I recently completed Coursera's "The Data Scientist's Toolbox" course presented by Johns Hopkins University. This 4-week course offers a broad overview of what data science is and how to set up your "toolbox" for R programming and analysis of data. Below are my takeaways that have inspired me to continue to learn more about data science and R:
-
Data science begins with formulating the right questions and finding the right data set before bringing in math/statistics and hacking (programming) knowledge. This is part of the experimental design process.
-
A data science is broadly defined as someone:
“who combines the skills of software programmer, statistician and storyteller slash artist to extract the nuggets of gold hidden under mountains of data”
-
RStudio is a go-to graphical interface (application) to start developing R projects right away.
-
RStudio plays well with Github.
-
R's strength is statistical computing.
-
R has a markdown package! It can "knit" your project together into HTML, PDF, or Word document.
-
There are 6 general categories of data analyses:
- descriptive: summarizing a data set (U.S. census)
- exploratory: exploring data to find relationships (% of women in specific work sectors)
- inferential: generalizing from a small sample to reflect on a larger group (air pollution in small area infers how all of US residents are impacted by pollution anywhere)
- predictive: using historical data to predict what happens next (elections)
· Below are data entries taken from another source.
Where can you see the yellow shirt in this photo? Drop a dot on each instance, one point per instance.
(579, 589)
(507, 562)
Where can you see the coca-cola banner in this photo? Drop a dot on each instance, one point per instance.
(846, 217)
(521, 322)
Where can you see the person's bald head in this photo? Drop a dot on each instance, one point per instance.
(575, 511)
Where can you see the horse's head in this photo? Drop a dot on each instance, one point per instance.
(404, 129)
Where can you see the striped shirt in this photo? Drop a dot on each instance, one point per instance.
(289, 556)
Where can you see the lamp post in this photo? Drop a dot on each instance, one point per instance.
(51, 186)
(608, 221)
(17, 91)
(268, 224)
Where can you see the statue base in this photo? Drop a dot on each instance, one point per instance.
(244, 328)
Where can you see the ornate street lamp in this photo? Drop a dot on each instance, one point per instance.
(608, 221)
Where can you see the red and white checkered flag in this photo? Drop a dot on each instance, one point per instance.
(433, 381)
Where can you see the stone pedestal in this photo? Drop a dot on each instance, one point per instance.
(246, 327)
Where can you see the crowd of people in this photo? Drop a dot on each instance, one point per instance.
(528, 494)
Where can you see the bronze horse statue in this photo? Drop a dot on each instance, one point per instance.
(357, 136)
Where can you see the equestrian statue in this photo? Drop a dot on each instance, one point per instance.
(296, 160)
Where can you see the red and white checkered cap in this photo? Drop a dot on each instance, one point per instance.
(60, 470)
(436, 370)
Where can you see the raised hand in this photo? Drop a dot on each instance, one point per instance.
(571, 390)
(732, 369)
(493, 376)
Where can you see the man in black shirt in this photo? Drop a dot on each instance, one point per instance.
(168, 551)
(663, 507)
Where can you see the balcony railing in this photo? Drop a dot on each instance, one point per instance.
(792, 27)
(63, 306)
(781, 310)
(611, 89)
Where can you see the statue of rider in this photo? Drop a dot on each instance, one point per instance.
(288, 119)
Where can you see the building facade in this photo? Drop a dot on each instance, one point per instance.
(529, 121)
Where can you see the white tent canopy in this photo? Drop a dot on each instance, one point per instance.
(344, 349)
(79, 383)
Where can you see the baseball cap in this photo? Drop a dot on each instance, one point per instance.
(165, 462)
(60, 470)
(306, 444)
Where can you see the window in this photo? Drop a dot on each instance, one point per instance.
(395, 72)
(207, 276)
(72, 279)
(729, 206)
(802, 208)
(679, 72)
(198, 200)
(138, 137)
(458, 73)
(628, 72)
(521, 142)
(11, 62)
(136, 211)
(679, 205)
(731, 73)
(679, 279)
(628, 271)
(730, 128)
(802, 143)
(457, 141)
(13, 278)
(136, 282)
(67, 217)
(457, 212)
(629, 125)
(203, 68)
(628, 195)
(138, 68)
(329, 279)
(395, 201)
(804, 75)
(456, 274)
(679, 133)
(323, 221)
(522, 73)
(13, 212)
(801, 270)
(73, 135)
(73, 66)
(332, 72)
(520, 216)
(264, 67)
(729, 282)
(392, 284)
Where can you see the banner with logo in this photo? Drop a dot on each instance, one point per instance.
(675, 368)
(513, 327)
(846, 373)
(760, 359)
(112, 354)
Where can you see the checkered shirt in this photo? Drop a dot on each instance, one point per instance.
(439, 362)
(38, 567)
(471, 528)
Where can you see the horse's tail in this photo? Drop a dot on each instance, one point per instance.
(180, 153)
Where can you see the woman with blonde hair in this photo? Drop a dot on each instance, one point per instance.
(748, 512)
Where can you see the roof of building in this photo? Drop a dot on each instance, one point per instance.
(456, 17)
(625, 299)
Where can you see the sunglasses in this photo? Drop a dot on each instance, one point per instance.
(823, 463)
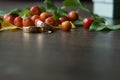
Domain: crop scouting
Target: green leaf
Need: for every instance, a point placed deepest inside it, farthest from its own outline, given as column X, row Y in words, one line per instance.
column 114, row 27
column 50, row 5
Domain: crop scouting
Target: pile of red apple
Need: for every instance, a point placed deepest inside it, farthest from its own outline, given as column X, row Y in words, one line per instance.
column 45, row 17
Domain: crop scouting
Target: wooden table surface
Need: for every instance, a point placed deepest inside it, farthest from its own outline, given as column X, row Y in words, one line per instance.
column 76, row 55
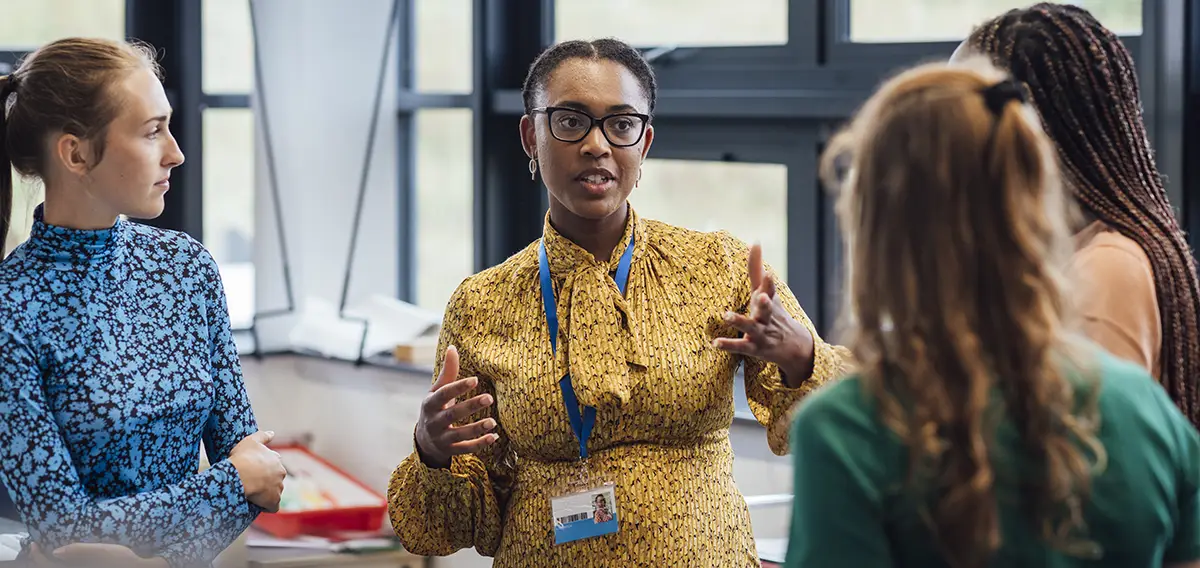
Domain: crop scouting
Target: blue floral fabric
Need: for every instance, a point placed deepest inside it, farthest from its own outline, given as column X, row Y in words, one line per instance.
column 117, row 360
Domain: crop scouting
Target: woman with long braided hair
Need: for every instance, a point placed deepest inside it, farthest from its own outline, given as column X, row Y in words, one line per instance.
column 1137, row 282
column 978, row 429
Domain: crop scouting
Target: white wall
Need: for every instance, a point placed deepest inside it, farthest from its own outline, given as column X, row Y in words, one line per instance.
column 321, row 63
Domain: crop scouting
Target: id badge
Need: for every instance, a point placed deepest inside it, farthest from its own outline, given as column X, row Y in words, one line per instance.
column 585, row 514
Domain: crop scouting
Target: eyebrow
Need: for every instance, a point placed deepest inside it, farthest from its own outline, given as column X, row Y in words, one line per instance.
column 161, row 118
column 615, row 108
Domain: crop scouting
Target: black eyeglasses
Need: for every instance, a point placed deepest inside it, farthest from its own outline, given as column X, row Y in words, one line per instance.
column 569, row 125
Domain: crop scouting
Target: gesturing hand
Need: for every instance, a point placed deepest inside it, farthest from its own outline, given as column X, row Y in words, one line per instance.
column 769, row 333
column 437, row 437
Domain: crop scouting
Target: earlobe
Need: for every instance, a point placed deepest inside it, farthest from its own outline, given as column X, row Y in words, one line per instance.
column 647, row 139
column 72, row 153
column 528, row 137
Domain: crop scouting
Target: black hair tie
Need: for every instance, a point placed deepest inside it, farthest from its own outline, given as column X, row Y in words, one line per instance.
column 1000, row 94
column 10, row 85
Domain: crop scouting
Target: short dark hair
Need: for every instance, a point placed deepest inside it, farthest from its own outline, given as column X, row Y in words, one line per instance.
column 1083, row 83
column 605, row 48
column 63, row 87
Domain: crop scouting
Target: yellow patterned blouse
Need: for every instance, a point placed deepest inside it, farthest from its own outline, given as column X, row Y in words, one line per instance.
column 664, row 399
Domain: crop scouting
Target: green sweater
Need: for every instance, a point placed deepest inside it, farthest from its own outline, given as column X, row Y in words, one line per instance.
column 851, row 508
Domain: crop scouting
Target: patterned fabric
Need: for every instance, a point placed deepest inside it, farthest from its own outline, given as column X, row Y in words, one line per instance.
column 664, row 399
column 117, row 359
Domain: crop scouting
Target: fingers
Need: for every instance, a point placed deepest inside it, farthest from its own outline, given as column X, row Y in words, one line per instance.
column 468, row 432
column 768, row 286
column 756, row 270
column 474, row 446
column 442, row 398
column 449, row 369
column 461, row 411
column 742, row 323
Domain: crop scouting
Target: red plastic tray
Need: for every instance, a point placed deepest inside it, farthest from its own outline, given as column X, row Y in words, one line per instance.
column 324, row 522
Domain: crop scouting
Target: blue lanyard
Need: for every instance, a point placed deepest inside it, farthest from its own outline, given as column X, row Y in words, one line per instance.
column 581, row 425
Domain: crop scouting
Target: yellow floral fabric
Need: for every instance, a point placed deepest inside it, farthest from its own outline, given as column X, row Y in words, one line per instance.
column 664, row 399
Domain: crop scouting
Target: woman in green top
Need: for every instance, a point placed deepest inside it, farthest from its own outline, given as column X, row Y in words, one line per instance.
column 978, row 430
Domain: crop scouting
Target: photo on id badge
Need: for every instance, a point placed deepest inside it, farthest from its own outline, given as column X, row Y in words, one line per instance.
column 585, row 514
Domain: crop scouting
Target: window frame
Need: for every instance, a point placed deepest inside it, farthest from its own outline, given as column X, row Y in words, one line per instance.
column 841, row 51
column 756, row 66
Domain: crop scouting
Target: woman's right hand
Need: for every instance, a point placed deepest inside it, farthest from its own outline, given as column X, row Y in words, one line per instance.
column 261, row 470
column 437, row 437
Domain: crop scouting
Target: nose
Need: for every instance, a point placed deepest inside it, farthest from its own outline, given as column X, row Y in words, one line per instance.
column 595, row 144
column 174, row 155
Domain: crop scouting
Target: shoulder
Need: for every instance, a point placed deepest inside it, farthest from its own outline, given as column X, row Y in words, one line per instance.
column 688, row 247
column 1113, row 259
column 167, row 245
column 490, row 288
column 1127, row 390
column 838, row 411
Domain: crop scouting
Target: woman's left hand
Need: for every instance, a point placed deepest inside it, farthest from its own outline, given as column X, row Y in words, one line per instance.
column 95, row 555
column 769, row 333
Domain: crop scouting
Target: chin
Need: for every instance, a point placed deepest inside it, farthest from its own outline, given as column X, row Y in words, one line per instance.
column 597, row 209
column 147, row 210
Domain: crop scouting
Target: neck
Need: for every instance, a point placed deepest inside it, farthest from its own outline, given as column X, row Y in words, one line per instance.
column 1084, row 220
column 599, row 237
column 83, row 214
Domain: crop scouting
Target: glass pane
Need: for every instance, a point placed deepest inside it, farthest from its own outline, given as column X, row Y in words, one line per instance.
column 697, row 195
column 673, row 22
column 228, row 47
column 229, row 204
column 444, row 209
column 30, row 23
column 929, row 21
column 27, row 193
column 443, row 46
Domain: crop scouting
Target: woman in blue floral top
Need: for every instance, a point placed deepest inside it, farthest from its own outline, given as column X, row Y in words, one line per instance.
column 117, row 357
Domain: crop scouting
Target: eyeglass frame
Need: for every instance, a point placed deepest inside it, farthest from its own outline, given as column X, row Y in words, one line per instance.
column 550, row 115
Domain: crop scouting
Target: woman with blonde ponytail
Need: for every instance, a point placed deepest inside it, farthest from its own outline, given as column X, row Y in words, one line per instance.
column 979, row 429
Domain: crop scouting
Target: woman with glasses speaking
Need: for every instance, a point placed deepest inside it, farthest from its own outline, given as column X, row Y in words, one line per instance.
column 598, row 364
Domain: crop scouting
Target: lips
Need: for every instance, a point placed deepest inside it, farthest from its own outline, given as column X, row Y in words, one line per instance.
column 597, row 181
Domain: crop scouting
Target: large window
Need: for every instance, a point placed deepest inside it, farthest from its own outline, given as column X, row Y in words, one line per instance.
column 937, row 21
column 438, row 173
column 747, row 199
column 673, row 23
column 229, row 204
column 227, row 155
column 444, row 216
column 30, row 23
column 443, row 46
column 228, row 47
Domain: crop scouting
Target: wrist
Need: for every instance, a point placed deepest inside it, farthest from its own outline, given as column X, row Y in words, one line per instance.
column 431, row 460
column 797, row 370
column 243, row 476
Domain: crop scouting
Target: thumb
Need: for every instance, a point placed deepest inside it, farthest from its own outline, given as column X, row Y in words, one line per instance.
column 449, row 369
column 755, row 267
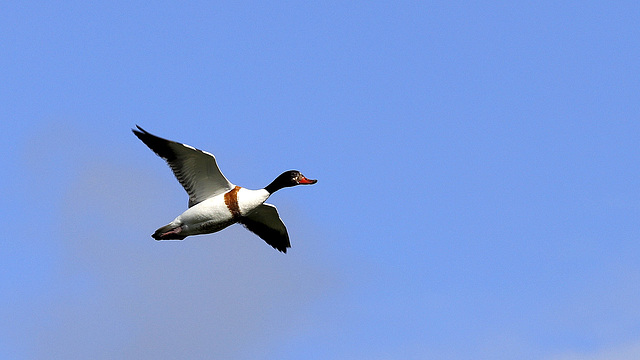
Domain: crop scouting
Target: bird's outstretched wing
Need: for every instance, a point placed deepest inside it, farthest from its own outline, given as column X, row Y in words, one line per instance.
column 196, row 170
column 265, row 222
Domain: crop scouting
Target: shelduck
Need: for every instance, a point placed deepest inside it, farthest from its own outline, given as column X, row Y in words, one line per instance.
column 214, row 202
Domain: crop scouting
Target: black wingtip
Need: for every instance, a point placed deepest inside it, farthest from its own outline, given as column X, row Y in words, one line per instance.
column 140, row 130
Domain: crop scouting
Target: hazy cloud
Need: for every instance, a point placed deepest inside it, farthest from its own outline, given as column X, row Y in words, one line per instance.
column 124, row 295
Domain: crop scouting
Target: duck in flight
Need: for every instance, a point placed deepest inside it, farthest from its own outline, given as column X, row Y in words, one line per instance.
column 214, row 202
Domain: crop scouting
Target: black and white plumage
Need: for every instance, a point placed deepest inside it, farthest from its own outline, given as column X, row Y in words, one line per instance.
column 214, row 202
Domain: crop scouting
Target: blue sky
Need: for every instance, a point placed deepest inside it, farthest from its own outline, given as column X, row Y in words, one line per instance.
column 477, row 166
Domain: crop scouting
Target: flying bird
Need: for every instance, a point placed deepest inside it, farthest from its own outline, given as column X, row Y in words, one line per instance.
column 214, row 202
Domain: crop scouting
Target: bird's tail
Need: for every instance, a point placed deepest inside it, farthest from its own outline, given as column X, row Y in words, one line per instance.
column 169, row 232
- causal: exploring cause & effect of variables upon each other (trials for drugs)
- mechanistic: measuring exact variable differences (material science experiments)
-
Experimental design begins with choosing variables (independent and dependent) in order to formulate an hypothesis (expected outcome) about which variables will be affected or changed.
-
An independent variable (factor) is often the X-axis when plotted.
-
The dependent variable is often the Y-axis when plotted.
-
Big data is defined by volume (more data), velocity (data is being generated quickly), and variety (data is available in several formats).
Important note: I did not pay to take this course. I audited it for it's core content, therefore, was unable to take any of the module quizzes or submit a course project. This is a good course to use as a way to explore if data science is an area you'd like to get to know and explore.
Statistics was a weakness of mine in undergraduate coursework, but asking questions, doing math, and writing code don't scare me. So! Next up in my exploration of data science: R Programming on Coursera.